Howard Mann's reply to my article1 contributes to the discussion about IRB “shopping,” and his ideas are very intriguing. His argument in favour of public access is important, but I wonder if the system should be fully publicly available.
Whatever mechanism Canada adopts in creating a centralized REB system, I believe it must be based on promotion of the public's interest, including the protection of our country's involvement in international pharmaceutical trials. Our national regulatory authority, Health Canada's Therapeutic Products Directorate, will need to determine if a trial registry with mandatory public disclosure rules, as opposed to more limited mandatory disclosures among REBs, will negatively influence decisions to proceed with trials.

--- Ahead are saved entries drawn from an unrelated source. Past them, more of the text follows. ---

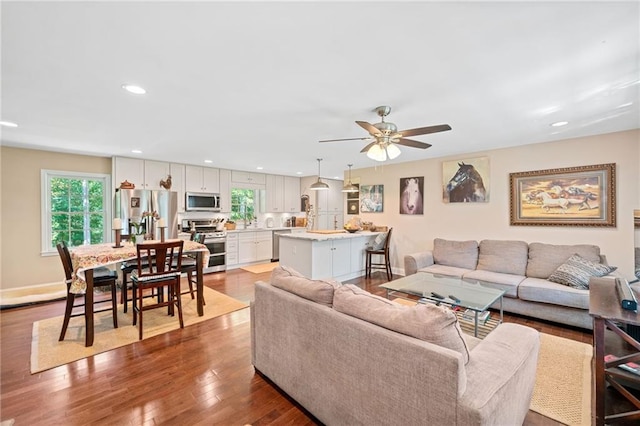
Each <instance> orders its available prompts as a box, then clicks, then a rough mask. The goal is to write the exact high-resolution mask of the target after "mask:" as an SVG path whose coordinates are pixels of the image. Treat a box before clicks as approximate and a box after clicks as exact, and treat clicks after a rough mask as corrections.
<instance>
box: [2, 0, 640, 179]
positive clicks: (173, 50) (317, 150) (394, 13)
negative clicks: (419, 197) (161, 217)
mask: <svg viewBox="0 0 640 426" xmlns="http://www.w3.org/2000/svg"><path fill="white" fill-rule="evenodd" d="M639 13H640V9H639V3H638V2H637V1H626V2H618V3H615V2H611V1H602V2H584V1H583V2H562V3H552V2H540V3H538V2H491V3H489V2H477V1H476V2H468V3H462V2H446V3H445V2H405V3H394V2H362V1H357V2H277V3H276V2H137V3H131V2H129V3H127V2H113V3H112V2H7V1H3V2H2V3H1V14H2V93H1V95H2V110H1V117H2V120H6V121H12V122H15V123H17V124H19V127H17V128H6V127H2V143H3V144H5V145H9V146H20V147H31V148H39V149H46V150H62V151H69V152H78V153H86V154H93V155H107V156H111V155H119V156H135V154H132V153H131V150H132V149H140V150H142V151H143V154H140V156H142V157H144V158H146V159H156V160H165V161H172V162H180V163H192V164H204V163H203V161H204V160H205V159H210V160H212V161H213V166H217V167H221V168H230V169H239V170H249V171H251V170H255V169H256V167H259V166H261V167H263V168H264V169H263V171H264V172H265V173H275V174H285V175H295V173H296V172H302V174H303V175H315V174H317V170H318V163H317V162H316V158H323V159H324V161H323V162H322V175H323V177H329V178H330V177H334V176H342V174H343V171H344V170H346V169H347V164H349V163H353V164H354V169H355V168H361V167H370V166H374V165H376V164H379V163H376V162H374V161H373V160H370V159H368V158H367V157H366V155H365V154H361V153H360V152H359V151H360V149H362V147H364V146H365V145H366V143H367V142H365V141H347V142H333V143H323V144H320V143H318V140H321V139H333V138H357V137H364V136H366V132H365V131H364V130H363V129H361V128H360V127H358V126H357V125H356V124H355V123H354V121H355V120H363V121H368V122H370V123H375V122H377V121H378V117H377V115H376V114H375V112H373V109H374V108H375V107H376V106H379V105H390V106H391V107H392V111H391V114H390V115H389V117H388V118H387V121H391V122H394V123H395V124H396V125H397V126H398V128H399V129H408V128H414V127H423V126H430V125H436V124H444V123H447V124H449V125H451V127H452V128H453V130H451V131H448V132H443V133H437V134H432V135H424V136H415V137H413V138H412V139H415V140H419V141H423V142H428V143H431V144H432V145H433V147H432V148H430V149H427V150H419V149H414V148H406V147H401V149H402V154H401V155H400V156H399V157H398V158H397V159H396V160H393V161H392V162H393V163H399V162H405V161H413V160H418V159H425V158H434V157H442V156H448V155H457V154H464V153H471V152H475V151H481V150H485V149H493V148H499V147H508V146H514V145H519V144H531V143H538V142H547V141H553V140H559V139H566V138H573V137H580V136H587V135H595V134H603V133H609V132H614V131H621V130H629V129H636V128H640V118H639V117H640V111H639V106H638V103H639V80H640V47H639V44H640V41H639V40H640V18H639V17H640V14H639ZM124 83H133V84H138V85H140V86H143V87H144V88H146V89H147V94H146V95H144V96H135V95H131V94H128V93H127V92H125V91H124V90H122V89H121V85H122V84H124ZM559 120H566V121H569V125H567V126H565V127H561V128H554V127H550V123H552V122H555V121H559Z"/></svg>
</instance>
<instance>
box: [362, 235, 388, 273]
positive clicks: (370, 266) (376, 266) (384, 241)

Issues of intellectual property will likely be raised and may reduce Canadian trial activity, thereby influencing the number and kinds of pharmaceutical drugs or devices available in the longer term.
If mandatory public disclosure would reduce Canada's involvement in trials, then we may want to concentrate our efforts on other mechanisms to protect the public interest with respect to the conduct of clinical trials.
That being said, if the FDA were to legislate the system described by Mann, smaller countries with less market share potential would find it easier to adopt a similar system; such an action by the FDA would probably influence sponsors' acceptance of that regulatory practice. Given that international pharmaceutical trials often involve both the US and Canada, sponsors would likely accept harmonized regulatory practices with respect to public disclosure.
Lorraine E. Ferris Associate Professor Department of Public Health Sciences Faculty of Medicine University of Toronto Toronto, Ont.